If your abuser is your parent, the loss is enormous as well, for this is the person responsible for your early emotional development and for setting your inner relational working models. Your parents have been “imprinted” on your psyche and the way they raised you has left you with solid mental, relational, and physical memory “muscles” that are hard to tear down and rebuild. If your earliest experiences are ones of emotional manipulation and deprivation, you really have no idea about what is real and healthy; you have been brainwashed.
Another thing to consider is the creation of implicit memories, which are the memories stored in our brains that do not contain time and place context.
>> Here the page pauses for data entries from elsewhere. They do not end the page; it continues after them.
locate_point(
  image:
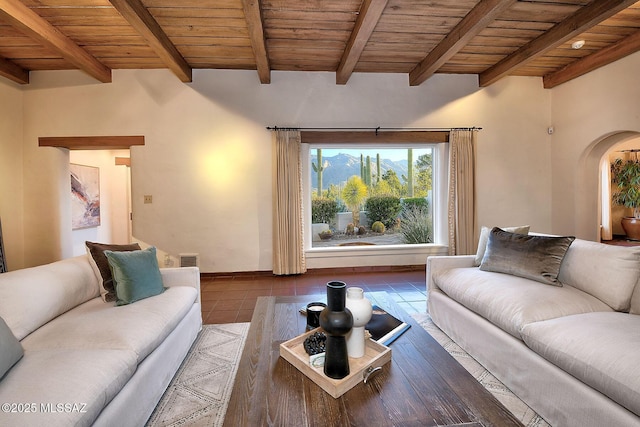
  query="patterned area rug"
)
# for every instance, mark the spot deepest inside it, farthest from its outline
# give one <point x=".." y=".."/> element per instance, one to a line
<point x="199" y="392"/>
<point x="517" y="407"/>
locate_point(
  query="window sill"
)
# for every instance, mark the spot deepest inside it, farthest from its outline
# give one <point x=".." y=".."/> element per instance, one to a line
<point x="355" y="256"/>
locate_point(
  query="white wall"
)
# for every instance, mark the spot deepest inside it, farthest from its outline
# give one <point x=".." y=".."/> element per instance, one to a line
<point x="591" y="114"/>
<point x="114" y="199"/>
<point x="207" y="158"/>
<point x="11" y="174"/>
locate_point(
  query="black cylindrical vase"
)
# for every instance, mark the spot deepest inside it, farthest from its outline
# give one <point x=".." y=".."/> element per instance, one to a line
<point x="336" y="320"/>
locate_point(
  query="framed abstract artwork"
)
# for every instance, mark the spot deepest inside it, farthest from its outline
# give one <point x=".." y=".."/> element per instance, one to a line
<point x="85" y="196"/>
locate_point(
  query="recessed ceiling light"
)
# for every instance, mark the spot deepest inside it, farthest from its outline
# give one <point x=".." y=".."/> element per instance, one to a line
<point x="577" y="44"/>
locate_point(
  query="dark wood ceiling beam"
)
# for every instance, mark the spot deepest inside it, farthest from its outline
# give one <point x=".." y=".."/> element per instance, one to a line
<point x="483" y="14"/>
<point x="30" y="23"/>
<point x="13" y="71"/>
<point x="253" y="16"/>
<point x="619" y="50"/>
<point x="584" y="19"/>
<point x="144" y="23"/>
<point x="91" y="142"/>
<point x="368" y="18"/>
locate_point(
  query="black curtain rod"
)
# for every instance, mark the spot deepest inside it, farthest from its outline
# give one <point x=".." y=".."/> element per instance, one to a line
<point x="372" y="129"/>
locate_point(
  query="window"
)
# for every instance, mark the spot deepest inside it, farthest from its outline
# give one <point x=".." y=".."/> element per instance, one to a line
<point x="374" y="194"/>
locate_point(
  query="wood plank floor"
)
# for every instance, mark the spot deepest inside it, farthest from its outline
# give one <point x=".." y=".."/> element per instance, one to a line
<point x="232" y="298"/>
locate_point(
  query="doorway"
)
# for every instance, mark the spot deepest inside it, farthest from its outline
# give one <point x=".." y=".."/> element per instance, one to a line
<point x="115" y="198"/>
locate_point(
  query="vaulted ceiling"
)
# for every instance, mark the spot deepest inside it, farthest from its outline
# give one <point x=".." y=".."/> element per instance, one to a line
<point x="490" y="38"/>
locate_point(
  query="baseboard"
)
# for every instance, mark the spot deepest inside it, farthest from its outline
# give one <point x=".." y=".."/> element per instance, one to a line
<point x="318" y="271"/>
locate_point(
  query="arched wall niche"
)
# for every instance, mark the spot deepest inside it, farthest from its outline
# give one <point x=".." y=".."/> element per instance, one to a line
<point x="589" y="204"/>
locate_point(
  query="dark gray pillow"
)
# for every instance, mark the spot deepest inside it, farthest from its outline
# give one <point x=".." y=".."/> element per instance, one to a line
<point x="10" y="348"/>
<point x="532" y="257"/>
<point x="101" y="265"/>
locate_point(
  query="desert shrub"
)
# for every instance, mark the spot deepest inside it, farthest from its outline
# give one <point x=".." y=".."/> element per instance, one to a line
<point x="323" y="210"/>
<point x="325" y="235"/>
<point x="409" y="202"/>
<point x="377" y="227"/>
<point x="383" y="208"/>
<point x="416" y="225"/>
<point x="350" y="228"/>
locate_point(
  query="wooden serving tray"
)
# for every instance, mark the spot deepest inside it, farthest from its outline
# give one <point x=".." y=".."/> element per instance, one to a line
<point x="375" y="356"/>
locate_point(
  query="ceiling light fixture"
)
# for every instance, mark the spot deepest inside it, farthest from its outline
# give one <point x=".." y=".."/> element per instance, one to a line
<point x="577" y="44"/>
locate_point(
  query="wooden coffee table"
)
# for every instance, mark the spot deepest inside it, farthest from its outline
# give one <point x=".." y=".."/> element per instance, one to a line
<point x="421" y="386"/>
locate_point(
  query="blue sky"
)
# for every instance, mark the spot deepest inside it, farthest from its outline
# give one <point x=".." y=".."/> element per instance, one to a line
<point x="394" y="154"/>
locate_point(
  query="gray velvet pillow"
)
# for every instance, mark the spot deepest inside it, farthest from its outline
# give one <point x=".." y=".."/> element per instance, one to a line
<point x="10" y="348"/>
<point x="532" y="257"/>
<point x="101" y="266"/>
<point x="484" y="237"/>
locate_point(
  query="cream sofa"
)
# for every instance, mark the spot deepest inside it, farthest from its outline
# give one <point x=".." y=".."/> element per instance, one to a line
<point x="571" y="352"/>
<point x="86" y="361"/>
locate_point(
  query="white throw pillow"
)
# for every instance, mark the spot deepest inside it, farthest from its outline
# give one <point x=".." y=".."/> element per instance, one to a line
<point x="484" y="237"/>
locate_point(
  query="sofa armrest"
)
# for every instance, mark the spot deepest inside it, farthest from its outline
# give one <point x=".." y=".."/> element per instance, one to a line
<point x="182" y="276"/>
<point x="436" y="264"/>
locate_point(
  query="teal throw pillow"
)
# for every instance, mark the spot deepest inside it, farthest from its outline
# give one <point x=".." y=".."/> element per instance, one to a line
<point x="136" y="275"/>
<point x="10" y="348"/>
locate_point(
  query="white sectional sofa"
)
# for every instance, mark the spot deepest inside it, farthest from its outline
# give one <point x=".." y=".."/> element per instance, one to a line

As children, we have stored implicit memories, which without the explicit experience of context cause us, as adults, to just feel, in the moment, a memory, without any idea that the memory is a trigger from the past and is not really happening now. This is another huge effect of emotional abuse in childhood – the creation of trauma memories which feel as if they are happening in the present. This is the loss of inner security and the ability to create future healthy emotional bonds as an adult without great effort on our part. Childhood neglect is one of the worst forms of abuse for these very reasons.
All emotional abusers tend to be brain washers. One of the best ways to ensure a bond is through inconsistent reinforcement. These abusers in our lives do not only and always do things that are underhanded or hurtful. If that were the case our problems would be easier to identify. Instead, they periodically show up as Mr. Wonderful or Mrs. Loving and Kind. When this happens we temporarily relax, feel relieved, and “forget” all the mean things they have done or neglects they have perpetrated. We are “reinforced” to stay bonded to the person because this reprieve feels overly important since it is so desired and unpredictable. It is similar to the hostage takers who were given credit by their hostages for not killing them (Stockholm syndrome). In the end, with emotional abusers, the victims are willing to accept the smallest of crumbs because they seem so precious. It’s akin to a person dying of thirst. When water is available its value is overlooked, but when a person is almost dying from thirst, the smallest amount is worth more than its weight in gold. When people are in a covertly abusive relationship, with little emotional validation, the smallest amount of positive reinforcement feels like a huge gift. This is because abusers have trained their victims to feel desperate.